Air France-KLM prié d'acheter Français

ÉCONOMIE ierre-Henri Gourgeon, le patron du groupe, a été convoqué par Pierre Lellouche...

Alexandre Sulzer

— 

Pierre-Henri Gourgeon, le directeur général d'Air France, s'exprime lors de la présentation des comptes annuels du groupe, le 19 mai 2011 à Paris.
Pierre-Henri Gourgeon, le directeur général d'Air France, s'exprime lors de la présentation des comptes annuels du groupe, le 19 mai 2011 à Paris. — AFP PHOTO/ERIC PIERMONT

Il devra sans doute revoir son plan de vol pour la super-commande d’une centaine d’avions long-courrier qu’il doit faire prochainement.
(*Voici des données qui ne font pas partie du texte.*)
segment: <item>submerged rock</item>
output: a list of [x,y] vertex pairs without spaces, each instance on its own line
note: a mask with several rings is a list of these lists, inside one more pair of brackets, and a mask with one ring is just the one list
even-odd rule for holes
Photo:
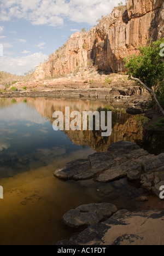
[[138,197],[137,197],[136,199],[136,201],[137,202],[147,202],[148,201],[148,198],[147,196],[139,196]]
[[117,211],[116,207],[111,203],[81,205],[67,212],[63,217],[62,221],[71,228],[87,227],[108,219]]
[[[108,152],[96,153],[87,159],[71,162],[57,170],[54,176],[74,181],[94,178],[97,182],[107,183],[127,177],[138,180],[143,188],[160,195],[155,188],[164,180],[164,154],[151,155],[136,143],[120,141],[112,144]],[[154,189],[155,188],[155,189]]]
[[56,245],[162,245],[164,211],[121,210]]

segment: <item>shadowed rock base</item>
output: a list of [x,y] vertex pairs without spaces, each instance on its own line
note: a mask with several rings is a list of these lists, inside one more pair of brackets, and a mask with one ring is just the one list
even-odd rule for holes
[[117,212],[106,222],[55,245],[162,245],[164,211]]
[[107,153],[97,153],[87,159],[79,159],[57,170],[54,176],[74,181],[93,178],[107,183],[127,177],[140,181],[143,188],[160,196],[164,184],[164,153],[155,156],[140,148],[135,143],[120,141],[112,144]]

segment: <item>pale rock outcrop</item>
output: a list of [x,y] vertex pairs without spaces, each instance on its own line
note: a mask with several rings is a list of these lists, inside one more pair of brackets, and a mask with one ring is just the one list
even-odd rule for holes
[[137,53],[148,39],[163,37],[162,0],[128,0],[90,31],[77,32],[35,72],[37,79],[83,72],[92,62],[100,70],[124,71],[124,59]]

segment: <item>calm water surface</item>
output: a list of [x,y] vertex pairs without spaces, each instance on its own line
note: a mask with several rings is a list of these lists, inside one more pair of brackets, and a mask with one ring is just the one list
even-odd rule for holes
[[113,113],[112,134],[94,131],[57,131],[52,114],[71,110],[109,109],[107,102],[46,98],[0,100],[0,244],[52,245],[74,232],[61,223],[65,212],[81,204],[108,202],[119,208],[161,208],[153,196],[145,203],[135,198],[144,193],[126,179],[102,184],[92,180],[65,182],[53,177],[57,168],[95,152],[106,152],[121,140],[143,143],[140,121],[122,111]]

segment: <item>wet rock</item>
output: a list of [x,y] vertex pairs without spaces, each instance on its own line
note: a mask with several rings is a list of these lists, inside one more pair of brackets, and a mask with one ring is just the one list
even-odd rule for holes
[[126,109],[126,113],[131,115],[140,115],[144,113],[144,110],[141,108],[130,108]]
[[81,205],[67,212],[62,221],[69,228],[79,229],[102,222],[117,211],[116,206],[107,203]]
[[139,179],[142,172],[142,165],[140,164],[137,164],[133,168],[133,170],[127,173],[127,178],[130,181]]
[[67,164],[54,176],[65,180],[94,178],[101,183],[127,177],[140,180],[142,187],[150,191],[164,180],[163,166],[163,153],[151,155],[135,143],[120,141],[112,144],[108,152],[96,153],[87,159]]
[[158,197],[160,197],[160,194],[161,192],[160,189],[162,186],[164,186],[164,181],[162,181],[159,183],[156,184],[153,189],[153,192]]
[[148,191],[151,191],[152,189],[151,182],[145,182],[145,183],[142,185],[142,187]]
[[144,196],[139,196],[136,199],[137,202],[147,202],[148,200],[148,198]]
[[69,240],[58,242],[56,245],[163,245],[163,210],[119,211],[106,222],[90,226]]

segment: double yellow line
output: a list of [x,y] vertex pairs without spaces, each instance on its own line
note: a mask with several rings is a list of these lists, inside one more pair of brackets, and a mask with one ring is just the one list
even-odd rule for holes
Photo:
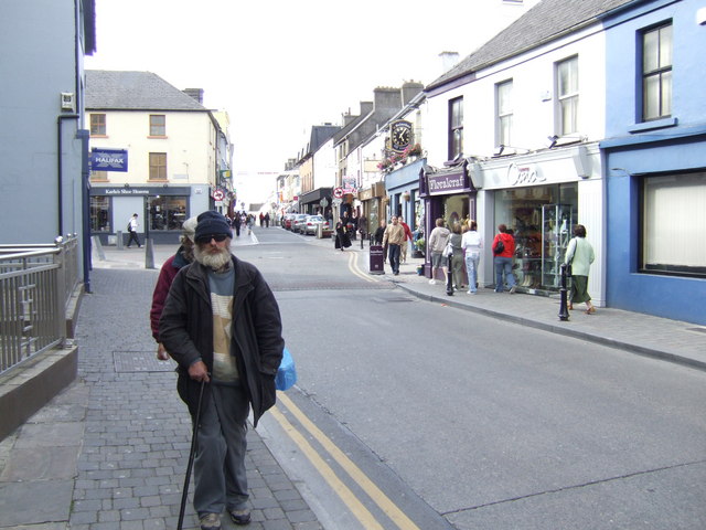
[[[291,415],[299,422],[322,447],[341,466],[370,499],[392,520],[400,530],[419,530],[419,528],[395,505],[368,477],[365,475],[331,439],[309,420],[303,412],[284,393],[278,392],[277,398]],[[336,492],[340,499],[349,507],[353,516],[366,530],[383,530],[379,521],[365,508],[363,502],[341,480],[329,464],[321,457],[307,438],[287,420],[276,407],[270,413],[285,430],[288,436],[297,444],[309,462],[317,468],[322,478]]]

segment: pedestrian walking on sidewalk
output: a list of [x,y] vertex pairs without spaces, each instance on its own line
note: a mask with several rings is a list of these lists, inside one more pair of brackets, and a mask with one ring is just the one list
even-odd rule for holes
[[405,242],[399,247],[399,250],[400,250],[399,261],[402,263],[407,263],[407,247],[409,246],[409,243],[411,243],[411,241],[414,241],[414,237],[411,235],[411,230],[409,230],[409,225],[407,223],[405,223],[405,220],[404,220],[404,218],[402,215],[399,216],[399,224],[403,227],[403,230],[405,231]]
[[150,309],[150,327],[152,328],[152,337],[157,341],[157,359],[165,361],[169,359],[169,352],[164,349],[164,344],[159,341],[159,319],[162,316],[164,300],[169,295],[169,288],[182,267],[185,267],[194,261],[194,237],[196,233],[196,218],[189,218],[182,224],[182,234],[179,237],[181,246],[176,254],[169,257],[159,272],[157,285],[152,293],[152,308]]
[[379,222],[379,226],[375,229],[375,244],[383,247],[383,263],[387,261],[387,247],[383,245],[383,239],[385,237],[385,230],[387,229],[387,222],[383,219]]
[[387,246],[389,257],[389,266],[393,269],[393,275],[399,274],[399,248],[407,243],[405,235],[405,229],[399,224],[397,215],[392,216],[392,224],[388,224],[383,234],[383,246]]
[[233,216],[233,227],[235,229],[236,237],[240,236],[240,224],[243,224],[243,221],[240,220],[240,214],[238,212],[235,212],[235,215]]
[[335,223],[335,241],[333,242],[333,246],[334,248],[340,248],[341,252],[351,246],[351,239],[345,230],[345,222],[343,218]]
[[463,235],[461,234],[461,224],[454,223],[451,229],[451,235],[449,236],[449,242],[451,243],[451,247],[453,248],[453,254],[451,254],[451,280],[453,288],[456,290],[463,288],[463,248],[461,246],[461,242],[463,241]]
[[364,213],[357,220],[357,231],[361,233],[361,239],[364,240],[367,235],[367,218]]
[[[515,275],[512,272],[512,256],[515,254],[515,239],[507,233],[505,224],[498,225],[498,234],[493,240],[491,248],[493,250],[493,261],[495,265],[495,293],[505,290],[505,282],[510,287],[510,294],[514,294],[517,289]],[[505,276],[503,280],[503,275]]]
[[236,524],[250,521],[245,469],[249,407],[257,426],[275,404],[282,358],[279,307],[259,271],[231,254],[231,229],[213,211],[199,215],[194,262],[170,289],[159,338],[179,363],[179,395],[196,416],[194,508],[202,530],[221,528],[225,509]]
[[593,247],[586,241],[586,226],[577,224],[574,226],[574,237],[566,248],[564,263],[571,265],[571,293],[569,298],[569,309],[574,309],[574,304],[586,303],[586,315],[596,312],[596,306],[591,304],[588,294],[588,272],[596,255]]
[[468,294],[478,292],[478,264],[481,261],[483,236],[478,233],[478,223],[470,221],[469,231],[461,237],[461,247],[466,251],[466,274],[468,275]]
[[132,216],[130,218],[130,221],[128,221],[128,232],[130,233],[130,237],[128,239],[128,248],[130,248],[130,245],[132,244],[133,241],[135,243],[137,243],[138,248],[142,248],[142,245],[140,244],[140,239],[137,236],[138,226],[139,224],[137,222],[137,213],[133,213]]
[[430,284],[437,283],[439,268],[443,272],[443,285],[449,283],[449,259],[443,255],[443,250],[449,243],[451,232],[443,226],[443,219],[436,220],[436,226],[429,234],[429,248],[431,250],[431,279]]

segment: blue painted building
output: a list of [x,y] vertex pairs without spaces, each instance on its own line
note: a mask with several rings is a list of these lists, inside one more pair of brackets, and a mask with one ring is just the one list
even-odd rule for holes
[[706,325],[706,4],[607,13],[607,303]]

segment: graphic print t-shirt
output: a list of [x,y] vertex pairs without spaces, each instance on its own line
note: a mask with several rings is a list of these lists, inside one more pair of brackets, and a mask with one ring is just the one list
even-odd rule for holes
[[231,354],[235,271],[233,267],[225,273],[210,271],[208,285],[213,309],[213,382],[235,384],[238,368]]

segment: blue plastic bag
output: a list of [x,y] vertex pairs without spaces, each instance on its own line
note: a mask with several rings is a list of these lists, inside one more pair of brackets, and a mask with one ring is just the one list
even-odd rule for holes
[[275,377],[275,388],[277,390],[289,390],[297,382],[297,367],[295,360],[287,348],[282,352],[282,360]]

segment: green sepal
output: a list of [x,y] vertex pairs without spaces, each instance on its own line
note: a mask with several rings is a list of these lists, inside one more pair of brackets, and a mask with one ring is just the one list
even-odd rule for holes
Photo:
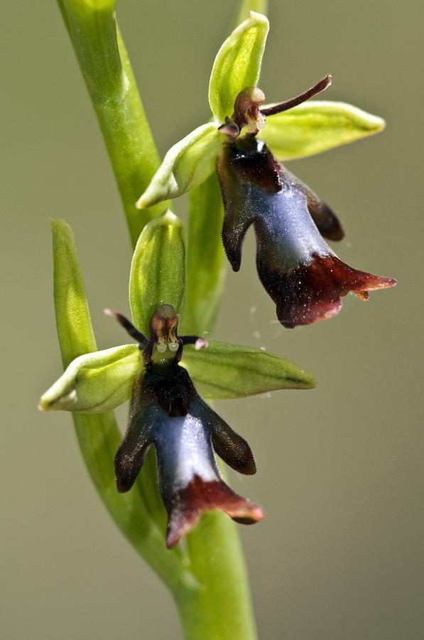
[[79,413],[110,411],[129,399],[136,375],[142,368],[140,350],[135,344],[80,356],[43,394],[39,408]]
[[183,314],[185,247],[183,223],[169,210],[146,225],[131,265],[129,304],[133,322],[149,334],[151,316],[160,304]]
[[209,104],[219,124],[226,116],[231,117],[240,91],[256,86],[268,31],[268,18],[251,11],[218,51],[209,82]]
[[216,124],[202,124],[174,144],[137,201],[138,209],[178,198],[203,182],[215,170],[224,142]]
[[379,133],[385,126],[382,118],[352,105],[311,100],[269,116],[259,137],[278,160],[293,160]]
[[215,341],[202,351],[186,346],[182,363],[199,393],[214,400],[315,386],[313,375],[293,362],[254,347]]

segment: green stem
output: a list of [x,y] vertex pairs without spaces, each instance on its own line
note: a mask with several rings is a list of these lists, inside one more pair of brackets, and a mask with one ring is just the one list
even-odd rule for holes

Mercredi, le directeur général d’Air France-KLM, Pierre-Henri Gourgeon, a été convoqué par le secrétaire d’Etat au Commerce extérieur, Pierre Lellouche, après qu’une pétition signée par près de 160 députés (dont une vingtaine de l’opposition) a réclamé que la compagnie (détenue à 15% par l’Etat) privilégie Airbus et non Boeing.
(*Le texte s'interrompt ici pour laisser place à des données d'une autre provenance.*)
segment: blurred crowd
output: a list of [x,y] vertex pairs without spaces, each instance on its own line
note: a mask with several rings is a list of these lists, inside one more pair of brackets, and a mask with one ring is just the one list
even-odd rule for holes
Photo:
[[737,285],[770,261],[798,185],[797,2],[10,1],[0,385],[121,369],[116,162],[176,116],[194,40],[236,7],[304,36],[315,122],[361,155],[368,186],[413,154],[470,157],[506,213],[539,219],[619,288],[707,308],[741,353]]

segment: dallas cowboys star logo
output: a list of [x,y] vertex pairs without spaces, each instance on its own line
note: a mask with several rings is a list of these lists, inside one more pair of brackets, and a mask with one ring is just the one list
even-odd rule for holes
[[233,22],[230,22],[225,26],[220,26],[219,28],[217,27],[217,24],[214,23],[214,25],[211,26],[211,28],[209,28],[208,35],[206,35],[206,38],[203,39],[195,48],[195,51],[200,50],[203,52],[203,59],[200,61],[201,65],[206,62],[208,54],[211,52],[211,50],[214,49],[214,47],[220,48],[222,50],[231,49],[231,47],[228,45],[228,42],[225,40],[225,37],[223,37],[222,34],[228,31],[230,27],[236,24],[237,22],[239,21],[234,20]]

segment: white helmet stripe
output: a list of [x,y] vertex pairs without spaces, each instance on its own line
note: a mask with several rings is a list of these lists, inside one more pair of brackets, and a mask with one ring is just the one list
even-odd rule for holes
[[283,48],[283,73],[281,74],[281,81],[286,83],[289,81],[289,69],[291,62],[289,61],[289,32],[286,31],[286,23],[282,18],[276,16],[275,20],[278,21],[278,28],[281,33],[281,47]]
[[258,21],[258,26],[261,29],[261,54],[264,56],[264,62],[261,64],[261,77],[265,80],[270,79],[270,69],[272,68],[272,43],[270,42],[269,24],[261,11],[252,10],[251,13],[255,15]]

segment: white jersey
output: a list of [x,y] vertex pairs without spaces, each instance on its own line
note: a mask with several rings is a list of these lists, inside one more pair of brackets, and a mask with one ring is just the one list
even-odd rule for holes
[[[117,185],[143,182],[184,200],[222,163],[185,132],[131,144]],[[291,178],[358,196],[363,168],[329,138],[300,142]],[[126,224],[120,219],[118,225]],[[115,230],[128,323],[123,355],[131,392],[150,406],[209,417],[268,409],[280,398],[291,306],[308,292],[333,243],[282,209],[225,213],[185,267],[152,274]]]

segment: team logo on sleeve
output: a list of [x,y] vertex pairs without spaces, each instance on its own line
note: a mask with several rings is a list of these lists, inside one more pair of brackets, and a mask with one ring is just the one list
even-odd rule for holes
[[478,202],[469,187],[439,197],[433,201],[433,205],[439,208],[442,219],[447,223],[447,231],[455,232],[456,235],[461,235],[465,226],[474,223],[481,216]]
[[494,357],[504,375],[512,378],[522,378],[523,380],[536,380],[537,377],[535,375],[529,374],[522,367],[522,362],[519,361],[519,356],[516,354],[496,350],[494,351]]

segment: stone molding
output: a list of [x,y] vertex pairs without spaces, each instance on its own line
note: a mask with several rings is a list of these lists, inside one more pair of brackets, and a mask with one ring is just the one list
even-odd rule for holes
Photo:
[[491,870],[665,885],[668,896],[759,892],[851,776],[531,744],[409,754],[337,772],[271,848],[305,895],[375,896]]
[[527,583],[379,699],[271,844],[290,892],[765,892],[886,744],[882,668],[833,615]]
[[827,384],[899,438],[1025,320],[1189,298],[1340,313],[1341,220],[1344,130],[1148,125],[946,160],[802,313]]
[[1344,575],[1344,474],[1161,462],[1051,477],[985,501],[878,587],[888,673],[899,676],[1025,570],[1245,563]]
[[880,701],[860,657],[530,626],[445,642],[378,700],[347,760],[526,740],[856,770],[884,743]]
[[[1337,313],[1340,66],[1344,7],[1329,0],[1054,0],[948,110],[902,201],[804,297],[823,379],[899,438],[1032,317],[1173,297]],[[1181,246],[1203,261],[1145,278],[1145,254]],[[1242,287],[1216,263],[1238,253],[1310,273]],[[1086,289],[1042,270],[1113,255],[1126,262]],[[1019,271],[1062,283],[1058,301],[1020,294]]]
Le sujet est sensible: ni l’entourage de Pierre Lellouche ni Air France n’ont souhaité commenter l’affaire. Pas plus qu’Airbus et Boeing. Le député (UMP) Bernard Carayon, qui a lancé la pétition, indiquait mercredi que la mobilisation semblait toutefois «porter ses fruits». A l’origine de la grogne: la flotte long-courrier d’Air France compte 67 Boeing pour 37 Airbus seulement. Pourtant, «les constructeurs font des offres équivalentes d’un point de vue technique et financier», estime Bernard Carayon. «Que des Européens achètent européen, ça n’a rien de choquant», insiste celui qui reconnaît que l’appel d’offres ne peut exclure d’emblée Boeing.

Protectionnisme?

«Il y a moyen d’orienter le choix en modifiant les critères de l’appel d’offres», complète la députée (PS) Odile Saugues, spécialiste de l’aéronautique. «Air France a été renfloué avec de l’argent public. On peut être taxé de protectionnisme mais les Américains le font aussi.» En arrière-fond, le souvenir d’un contrat de fourniture de 179 avions ravitailleurs de l’US Air Force, remporté en 2008 par EADS... puis réattribué en 2011 à Boeing après le tollé provoqué dans la classe politique américaine. Mais tout n’est pas si simple. Une source rappelle opportunément que Boeing fait gagner 4 milliards d’euros à l’industrie française via des contrats de sous-traitance, notamment des filiales de Safran qui vont fournir  le train d’atterrissage du nouveau Dreamliner.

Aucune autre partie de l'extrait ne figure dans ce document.